North Korea’s top diplomat accuses US of ‘attitude to retreat’ from peace process
Ri Yong-ho made the remarks at Asean meeting hours after China’s foreign minister claimed positive progress had been made
North Korea’s top diplomat accused the United States of “showing the attitude to retreat” from the peace process on the Korean peninsula, hours after China claimed positive progress had been made in recent months.
At a closed-door session during the Asean summit, top diplomats – including from China, the US, North and South Korea – held “brutally frank” conversations about the Korean peninsula, said Vivian Balakrishnan, foreign minister of host Singapore, during closing remarks on Saturday evening.
Speaking earlier in the day on the sidelines of the Association of Southeast Asian Nations meetings, US Secretary of State Mike Pompeo said the US had warned China and Russia to strictly enforce UN sanctions on North Korea.
“Any violation that detracts from the world’s goal of finally, fully denuclearising North Korea would be something that America would take very seriously,” Pompeo said, citing reports that showed Russia was allowing joint ventures with North Korean companies and issuing new permits for North Korean guest workers.
Pompeo added that he had spoken with Chinese officials at the security summit about enforcing the sanctions, and “they made clear their commitment to do that”.
Hours later, North Korea’s Foreign Minister Ri Yong-ho told his counterparts he had been alarmed by the US attitude towards his country, saying Pyongyang had taken “goodwill measures” by suspending nuclear tests and missile launches and dismantling its key testing site.
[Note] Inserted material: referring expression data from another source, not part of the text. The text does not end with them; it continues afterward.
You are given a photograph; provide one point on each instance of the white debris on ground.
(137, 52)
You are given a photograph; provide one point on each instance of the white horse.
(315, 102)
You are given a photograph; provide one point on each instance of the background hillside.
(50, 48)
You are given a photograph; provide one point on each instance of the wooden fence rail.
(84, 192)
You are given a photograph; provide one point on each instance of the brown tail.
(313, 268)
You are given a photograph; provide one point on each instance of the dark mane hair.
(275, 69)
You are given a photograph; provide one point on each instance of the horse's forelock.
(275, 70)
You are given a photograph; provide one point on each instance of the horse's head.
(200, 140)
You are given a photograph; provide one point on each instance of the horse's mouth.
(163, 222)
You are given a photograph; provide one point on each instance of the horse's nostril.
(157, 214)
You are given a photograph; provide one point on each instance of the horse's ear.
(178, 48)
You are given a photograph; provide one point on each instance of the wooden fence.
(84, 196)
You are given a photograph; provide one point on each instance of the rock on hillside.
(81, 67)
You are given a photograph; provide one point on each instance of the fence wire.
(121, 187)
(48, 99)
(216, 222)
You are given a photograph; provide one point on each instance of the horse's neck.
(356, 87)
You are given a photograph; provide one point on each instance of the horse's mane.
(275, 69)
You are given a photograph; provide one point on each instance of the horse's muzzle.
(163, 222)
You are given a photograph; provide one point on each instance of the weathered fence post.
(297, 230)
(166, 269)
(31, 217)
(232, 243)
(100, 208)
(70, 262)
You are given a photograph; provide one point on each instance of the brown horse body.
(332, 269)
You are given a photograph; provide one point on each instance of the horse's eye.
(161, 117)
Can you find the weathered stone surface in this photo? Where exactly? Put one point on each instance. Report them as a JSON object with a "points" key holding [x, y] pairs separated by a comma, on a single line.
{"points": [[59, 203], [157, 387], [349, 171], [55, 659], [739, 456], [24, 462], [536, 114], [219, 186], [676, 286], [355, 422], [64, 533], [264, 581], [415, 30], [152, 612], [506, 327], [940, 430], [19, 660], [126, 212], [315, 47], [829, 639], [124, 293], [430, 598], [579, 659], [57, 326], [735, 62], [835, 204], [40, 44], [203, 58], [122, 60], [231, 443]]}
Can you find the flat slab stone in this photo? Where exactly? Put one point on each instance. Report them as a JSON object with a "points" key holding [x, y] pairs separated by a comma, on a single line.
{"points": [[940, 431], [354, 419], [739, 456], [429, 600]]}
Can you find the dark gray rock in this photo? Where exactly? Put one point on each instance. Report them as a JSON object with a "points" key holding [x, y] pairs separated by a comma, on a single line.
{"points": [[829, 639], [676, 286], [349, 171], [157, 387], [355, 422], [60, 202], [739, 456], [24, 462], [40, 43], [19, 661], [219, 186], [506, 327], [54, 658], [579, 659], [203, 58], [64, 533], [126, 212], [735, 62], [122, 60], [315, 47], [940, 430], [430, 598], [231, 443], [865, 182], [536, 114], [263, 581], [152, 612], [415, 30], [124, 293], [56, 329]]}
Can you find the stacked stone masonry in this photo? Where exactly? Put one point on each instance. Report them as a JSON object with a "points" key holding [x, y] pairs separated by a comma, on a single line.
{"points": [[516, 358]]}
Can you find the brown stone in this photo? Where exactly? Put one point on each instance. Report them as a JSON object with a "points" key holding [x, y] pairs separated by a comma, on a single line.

“However, the US, instead of responding to these measures, is raising its voice louder for maintaining the sanctions against [North Korea] and showing the attitude to retreat even from declaring the end of the war – a very basic and primary step for providing peace on the Korean peninsula,” Ri told the summit.
At their landmark Singapore meeting in June, US President Donald Trump and North Korean leader Kim Jong-un signed a joint agreement that included a pledge to work towards “complete denuclearisation”. Diplomats from both sides have also since reportedly been working towards an official declaration of the end of the 1950-53 Korean war that separated the peninsula.
While Pompeo and Ri did not hold a bilateral meeting at the security summit, State Department spokeswoman Heather Nauert said the US delegation delivered a letter to the North’s foreign minister from Trump to Kim.
A confidential UN report saying Pyongyang had not stopped its nuclear and missile programmes was submitted to the Security Council North Korea sanctions committee late on Friday.
Before Ri’s remarks, Chinese Foreign Minister Wang Yi told reporters on the sidelines of the summit that clear progress had been made on North Korea.
“There has been visible positive developments on the Korean peninsula in recent months. Nuclear issues have been brought back to seeking peaceful settlement through dialogue and consultation,” said Wang, who met Ri on Friday for talks.
Regional security experts said Pyongyang’s latest remarks were in line with the strategy the regime had long taken – criticising Washington for not showing goodwill while making only limited concessions itself, without pulling back from its nuclear programme.
Zhao Tong, a nuclear policy fellow at the Carnegie-Tsinghua Centre for Global Policy, said Washington could lose more leverage with Pyongyang because of its protracted trade battle with China, the North’s biggest trading partner.
“The trade war is making China feel that the US is not very reasonable,” Zhao said. “There were signs that China’s enforcement of UN sanctions was more than what was required, but now they will likely enforce the sanctions only at the bare minimum.”
But Wei Zongyou, a specialist in China-US relations at Fudan University in Shanghai, said he believed the difficulties brought by an escalating trade war would not alter China’s position.
“China hopes to see the denuclearisation of the peninsula and does not hope there will be new variables around the North Korean nuclear issue,” Wei said.
China’s quiet bridge-building with North Korea could undermine Donald Trump’s denuclearisation hopes
Meanwhile, Benoit Hardy-Chartrand, an analyst at Temple University in Japan, said a return to tensions between US and North Korea would undoubtedly rattle China “as [Beijing] gained a lot from the Singapore summit and the subsequent rapprochement between Washington and Pyongyang”.